Gazprom Space Systems
- Company type: Open joint-stock company
- Founded: 2 November 1992
- Headquarters: Shchyolkovo, Russia
- Key people: Dmitry Sevastiyanov
- Parent: Gazprom, RSC Energia, Gazprombank
- Website: gazprom-spacesystems.ru

= Gazprom Space Systems =

Russian satellite operator

OJSC Gazprom Space Systems (ОАО «Газпром космические системы»), previously known as (Gazcom) («Газком»), is a Russian communications satellite operator and developer.

==Overview==
Gascom currently operates the Yamal telecommunication satellites, initially designed and built jointly with the Energia space corporation. The satellites are used to transmit over 60 Russian and foreign television channels, and are also used by the Defense, Nuclear Energy, and Education Ministries. The gas company Gazprom accounts for 17% of the use of Gascom's services. Government structures use 10%, corporate and commercial service providers 51%, and commercial television companies 22%.
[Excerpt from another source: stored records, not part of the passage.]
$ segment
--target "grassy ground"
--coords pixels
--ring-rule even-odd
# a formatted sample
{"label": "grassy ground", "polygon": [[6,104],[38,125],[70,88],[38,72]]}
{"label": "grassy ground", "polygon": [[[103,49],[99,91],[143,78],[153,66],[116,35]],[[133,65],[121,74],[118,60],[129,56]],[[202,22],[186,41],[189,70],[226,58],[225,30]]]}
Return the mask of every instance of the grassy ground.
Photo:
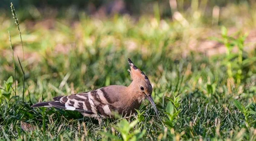
{"label": "grassy ground", "polygon": [[[214,19],[198,9],[176,13],[173,20],[160,20],[157,14],[136,20],[128,16],[100,20],[81,14],[72,22],[24,21],[20,25],[24,56],[17,26],[3,16],[0,137],[255,140],[256,53],[247,49],[255,45],[248,39],[253,35],[245,42],[243,36],[253,29],[256,16],[247,6],[230,6]],[[233,35],[219,25],[241,33]],[[209,47],[199,48],[211,37],[218,38],[212,38],[222,43],[227,54],[209,56]],[[30,107],[57,96],[128,85],[128,57],[151,81],[160,119],[146,101],[137,114],[105,119],[101,125],[77,112]]]}

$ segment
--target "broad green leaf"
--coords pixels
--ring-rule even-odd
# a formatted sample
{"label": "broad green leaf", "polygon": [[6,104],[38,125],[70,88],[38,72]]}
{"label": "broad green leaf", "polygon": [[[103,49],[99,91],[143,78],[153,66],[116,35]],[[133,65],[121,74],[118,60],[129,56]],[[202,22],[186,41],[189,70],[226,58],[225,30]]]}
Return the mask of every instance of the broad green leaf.
{"label": "broad green leaf", "polygon": [[172,102],[168,102],[168,104],[167,104],[167,106],[166,107],[166,111],[171,115],[173,114],[174,107]]}

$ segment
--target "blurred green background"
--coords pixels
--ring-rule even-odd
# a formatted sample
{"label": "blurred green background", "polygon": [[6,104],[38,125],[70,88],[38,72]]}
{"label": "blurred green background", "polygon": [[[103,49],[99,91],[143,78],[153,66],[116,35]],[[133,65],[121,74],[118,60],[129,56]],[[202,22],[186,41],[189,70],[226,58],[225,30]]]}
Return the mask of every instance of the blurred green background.
{"label": "blurred green background", "polygon": [[[12,2],[23,44],[2,0],[1,138],[256,139],[254,0]],[[130,118],[99,126],[76,112],[30,107],[128,85],[128,58],[148,76],[161,121],[148,102]]]}

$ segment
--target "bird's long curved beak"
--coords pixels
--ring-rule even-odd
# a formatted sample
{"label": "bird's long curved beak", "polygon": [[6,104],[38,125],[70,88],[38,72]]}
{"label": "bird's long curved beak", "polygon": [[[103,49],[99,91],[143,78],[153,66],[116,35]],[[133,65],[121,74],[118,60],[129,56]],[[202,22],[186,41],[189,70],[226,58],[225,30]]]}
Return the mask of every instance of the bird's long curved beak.
{"label": "bird's long curved beak", "polygon": [[156,112],[156,114],[157,114],[157,117],[158,117],[158,112],[157,111],[157,107],[156,106],[156,104],[154,104],[154,100],[153,100],[153,98],[152,98],[152,96],[150,96],[150,95],[148,96],[146,94],[145,95],[146,95],[146,97],[147,98],[147,99],[148,99],[148,101],[149,101],[149,102],[150,102],[150,103],[153,106],[154,110],[155,112]]}

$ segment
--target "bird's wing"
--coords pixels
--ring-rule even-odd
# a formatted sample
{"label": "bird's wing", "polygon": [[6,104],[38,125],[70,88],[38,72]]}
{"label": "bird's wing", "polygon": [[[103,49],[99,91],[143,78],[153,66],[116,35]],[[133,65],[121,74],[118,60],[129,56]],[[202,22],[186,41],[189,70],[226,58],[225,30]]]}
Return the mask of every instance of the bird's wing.
{"label": "bird's wing", "polygon": [[90,92],[54,97],[54,101],[36,104],[32,107],[53,107],[90,114],[107,116],[117,109],[114,103],[120,99],[125,86],[111,85]]}
{"label": "bird's wing", "polygon": [[67,110],[75,110],[81,113],[93,113],[89,102],[89,92],[84,92],[68,96],[59,96],[53,98],[55,101],[49,105]]}

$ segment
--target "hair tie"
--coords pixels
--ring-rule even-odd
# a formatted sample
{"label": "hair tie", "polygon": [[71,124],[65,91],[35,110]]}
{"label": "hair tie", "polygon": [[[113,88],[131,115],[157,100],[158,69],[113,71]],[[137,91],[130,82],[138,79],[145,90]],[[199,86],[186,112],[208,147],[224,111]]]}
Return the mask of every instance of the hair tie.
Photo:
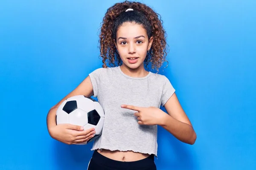
{"label": "hair tie", "polygon": [[128,9],[126,9],[126,11],[125,11],[125,12],[127,12],[129,11],[133,11],[133,9],[132,9],[131,8],[128,8]]}

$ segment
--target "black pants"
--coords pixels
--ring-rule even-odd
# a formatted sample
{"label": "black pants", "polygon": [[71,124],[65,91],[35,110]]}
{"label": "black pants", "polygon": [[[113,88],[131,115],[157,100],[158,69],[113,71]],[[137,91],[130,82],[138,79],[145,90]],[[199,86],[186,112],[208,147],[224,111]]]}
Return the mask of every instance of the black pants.
{"label": "black pants", "polygon": [[87,170],[156,170],[154,156],[133,162],[116,161],[103,156],[96,150],[93,154]]}

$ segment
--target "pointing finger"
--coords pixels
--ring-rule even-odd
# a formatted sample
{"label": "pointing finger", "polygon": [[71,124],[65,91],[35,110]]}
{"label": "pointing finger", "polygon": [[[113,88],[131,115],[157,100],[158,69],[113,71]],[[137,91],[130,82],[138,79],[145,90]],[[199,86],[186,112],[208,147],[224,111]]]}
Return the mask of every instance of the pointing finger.
{"label": "pointing finger", "polygon": [[121,105],[121,107],[135,111],[140,111],[140,108],[139,107],[133,106],[131,105]]}

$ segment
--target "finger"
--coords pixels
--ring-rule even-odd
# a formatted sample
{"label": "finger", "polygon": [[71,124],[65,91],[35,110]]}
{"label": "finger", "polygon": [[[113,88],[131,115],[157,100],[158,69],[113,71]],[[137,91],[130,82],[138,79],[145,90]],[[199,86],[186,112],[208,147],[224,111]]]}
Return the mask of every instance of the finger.
{"label": "finger", "polygon": [[76,130],[83,130],[84,127],[77,125],[68,124],[67,129]]}
{"label": "finger", "polygon": [[86,138],[87,138],[88,137],[90,136],[91,135],[93,135],[94,134],[95,134],[96,133],[96,132],[94,131],[92,131],[90,132],[90,133],[87,134],[86,135],[81,135],[81,136],[76,136],[75,137],[75,140],[78,140],[78,139],[85,139]]}
{"label": "finger", "polygon": [[93,136],[94,136],[94,135],[92,135],[90,136],[88,136],[87,138],[84,138],[84,139],[77,139],[77,140],[75,140],[73,142],[73,143],[81,143],[81,142],[84,142],[86,141],[88,141],[89,139],[92,138],[93,137]]}
{"label": "finger", "polygon": [[139,112],[135,112],[134,114],[136,117],[140,117],[140,114]]}
{"label": "finger", "polygon": [[[73,133],[74,133],[73,134],[75,136],[86,136],[88,134],[93,134],[93,133],[95,133],[95,130],[91,131],[90,129],[87,129],[86,130],[83,131],[74,131]],[[90,135],[90,134],[88,135]]]}
{"label": "finger", "polygon": [[121,105],[121,107],[122,108],[125,108],[126,109],[132,110],[133,110],[140,111],[140,108],[137,106],[133,106],[132,105]]}
{"label": "finger", "polygon": [[139,125],[143,125],[143,123],[141,121],[138,121],[138,124]]}

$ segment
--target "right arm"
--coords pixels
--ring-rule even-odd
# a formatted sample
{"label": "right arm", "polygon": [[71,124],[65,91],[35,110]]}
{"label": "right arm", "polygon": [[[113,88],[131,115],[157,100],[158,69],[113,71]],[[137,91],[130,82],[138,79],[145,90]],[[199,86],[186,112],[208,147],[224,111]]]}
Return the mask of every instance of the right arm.
{"label": "right arm", "polygon": [[92,129],[83,130],[83,129],[80,129],[81,127],[80,126],[69,124],[57,125],[56,124],[56,112],[59,105],[66,99],[79,95],[87,97],[93,95],[93,85],[89,76],[87,76],[75,89],[50,109],[47,115],[47,122],[48,132],[52,138],[68,144],[74,144],[84,142],[93,137],[94,133],[93,133],[95,131],[92,130]]}

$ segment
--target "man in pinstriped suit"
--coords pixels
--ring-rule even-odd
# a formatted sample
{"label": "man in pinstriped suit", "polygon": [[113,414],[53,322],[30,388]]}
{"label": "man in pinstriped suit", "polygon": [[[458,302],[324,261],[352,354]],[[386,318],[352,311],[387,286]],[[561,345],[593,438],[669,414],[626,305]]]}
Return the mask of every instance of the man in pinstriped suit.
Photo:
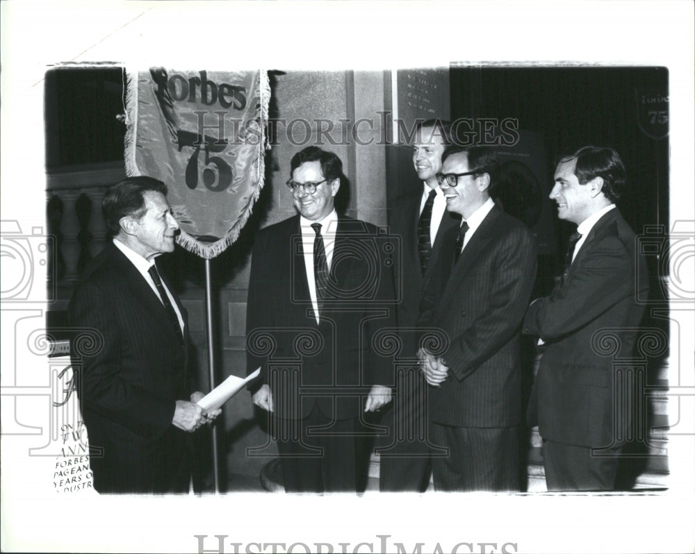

Gascom experienced high growth rates in the early 21st century, with annual revenues growing from $5.5 million in 2000 to £32.6 million in 2005 and $83.7 million in 2008.

==History==
The company was founded in 1992 by several Gazprom Group enterprises (Yamburggazdobicha, Tumenburgaz, Urengoygazprom, Nadimgazprom, Tumentransgaz), as well as NPO Energia and Gazprombank.